January welcomed a new semester at Lincoln University in Jefferson City, Missouri, and the first students to attend the Lincoln University Law Enforcement Training Academy (LULETA), the first police academy on the campus of a historically black college and university (HBCU).
“As a former sheriff, I was honored to help establish the nation’s first law enforcement training academy at our very own Lincoln University, Missouri,” Governor Mike Parson noted in a Facebook post.
The Peace Officer Standards and Training (POST) Commission chose the HBCU to host the 16-credit-hour program specifically to attract people of color to the law enforcement profession. It is staffed by Lincoln University faculty and police officers under the guidance of Lincoln University Police Chief Gary Hill.
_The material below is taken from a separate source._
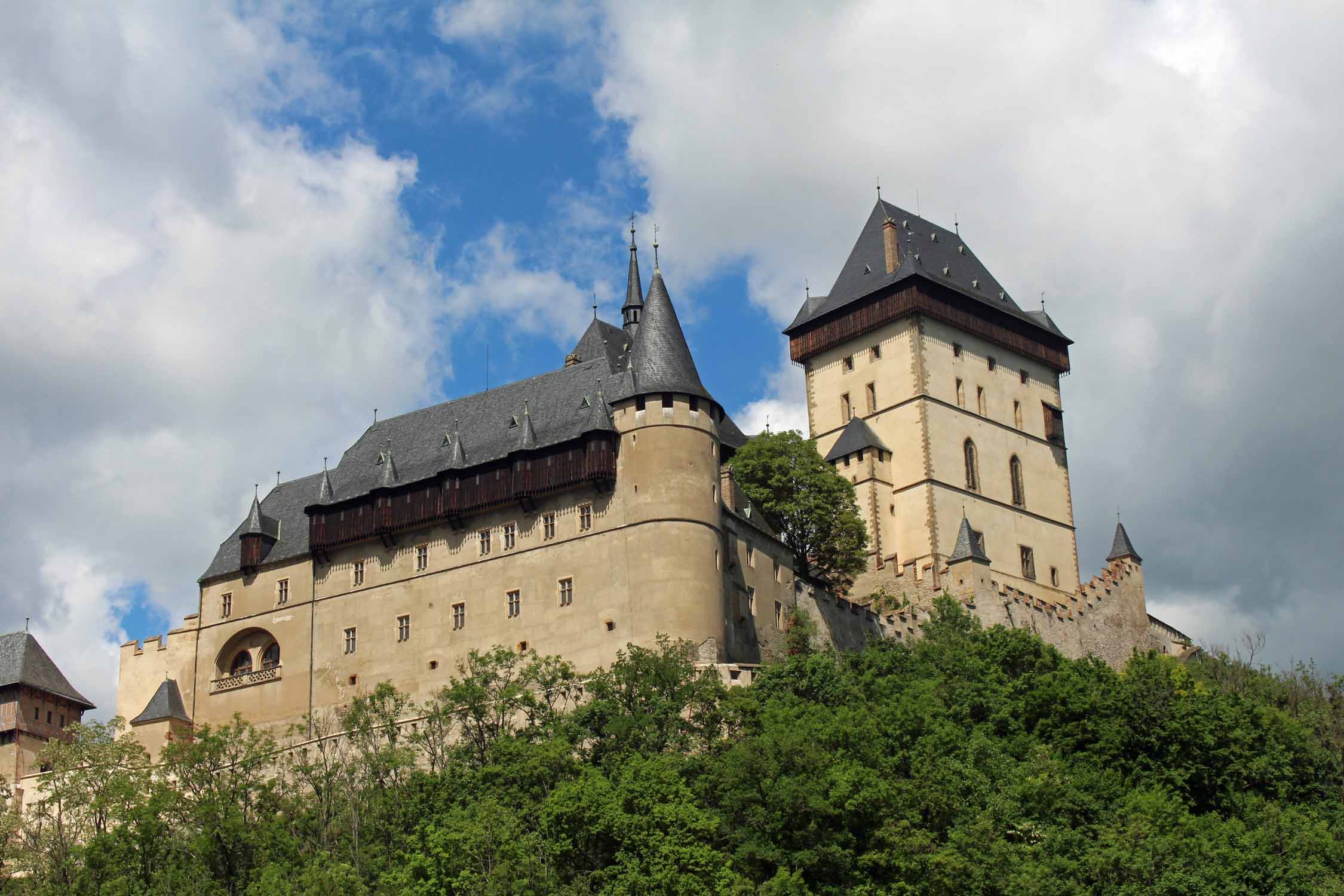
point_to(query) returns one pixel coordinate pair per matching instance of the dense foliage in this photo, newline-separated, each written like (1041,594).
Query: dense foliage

“It puts an academy right where we have a large amount of minorities, so it gives them easy access to it,” Hill told KMOV. “I think it’s very important to understand that when we try to figure out why do we have so much tension between the minority communities and law enforcement, is to understand the history of law enforcement and history of the laws that law enforcement used to enforce, and that’s the Jim Crow laws.”
LULETA applicants must apply to the university but need not belong to an academic degree program, per reporting by the News Tribune. That said, approximately 80% of the academy’s inaugural class are also students at Lincoln. In addition to coursework, LULETA students will spend their final semester at the university doing full-time police training. After graduation, candidates must pass a POST certification test before qualifying to work as law enforcement professionals.
Currently, LULETA operates with a one-year probationary license, but if the program meets all auditing requirements, it could be granted a three-year license.